MIAMI — Nate Silver and his site took on the idea of “fastest flights” recently and it got me thinking: What am I actually looking for when it comes to getting somewhere by air? Is the fastest total travel time most important? Or likelihood of delay? Or magnitude of delay once it sets in? Or something else entirely??

Silver chose gate-to-gate time as the metric, suggesting this:

Airline A says it will fly you from Seattle to Portland, Oregon, in 45 minutes, but actually takes 60 minutes. Airline B says it will fly the same route in 75 minutes, and actually takes 70 minutes. Which flight would you rather take?

And the background says that the data is accounting for that. I’m not so convinced it is the correct question. I agree with him that simply looking at the DoT delay numbers is a very, very bad way to judge airlines for many reasons, but I’m still not sure he’s asking the correct question. Mostly I consider this:

Does it really matter that a flight lands early if I cannot schedule my other activities based on that expectation?

Put another way, variance from reality rather than scheduled time is fun to consider, but I cannot plan activities or an onward connection around anything other than the scheduled arrival time. So in the end that’s what really matters to me as a customer. And, believe it or not, the worst of the big 10 carriers reporting data was only ~11 minutes late on average. The best was just under a minute late on average. No airline has managed to build a schedule which, on average, it can beat.


Sure, but who is delayed most often? The DoT says a flight is delayed only if it arrives 15 minutes or more late at the destination gate. But the data is available to look at all flights. Hawaiian Airlines has a surprisingly high number of delayed flights when you consider the data this way, but scores very well in the DoT stats; I’ve looked at the Hawaiian DoT stats previously and shown where much of that bias comes from. At the other end of the spectrum sit Frontier and Southwest who each have nearly half of all flights arriving delayed. Considering only DoT numbers those two are still not great.


And, once the flight is delayed, what is the impact? Just how badly is it going to mess up my plans?? The numbers in the first chart suggest that I’m quite likely to arrive close enough to on time anyways, but when things are “truly” delayed by DoT standards what is the real impact there? Hawaiian and Delta fare the worst by that metric while Southwest and Frontier – the two most likely to see you delayed – actually fare the best.

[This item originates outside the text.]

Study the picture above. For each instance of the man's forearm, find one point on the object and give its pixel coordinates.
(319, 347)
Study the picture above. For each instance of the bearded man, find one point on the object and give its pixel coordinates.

Does this mean that you should purposefully choose Southwest or Frontier when given the option because even if late it won’t be as bad as the others? Probably not, mostly because with stats covering this many samples trying to apply it to any single experience is unlikely to net a pleasing result. But it is a good reminder that the same data can show widely varying “results” and that choosing which question to ask and what to measure is usually more important than just publishing pretty charts.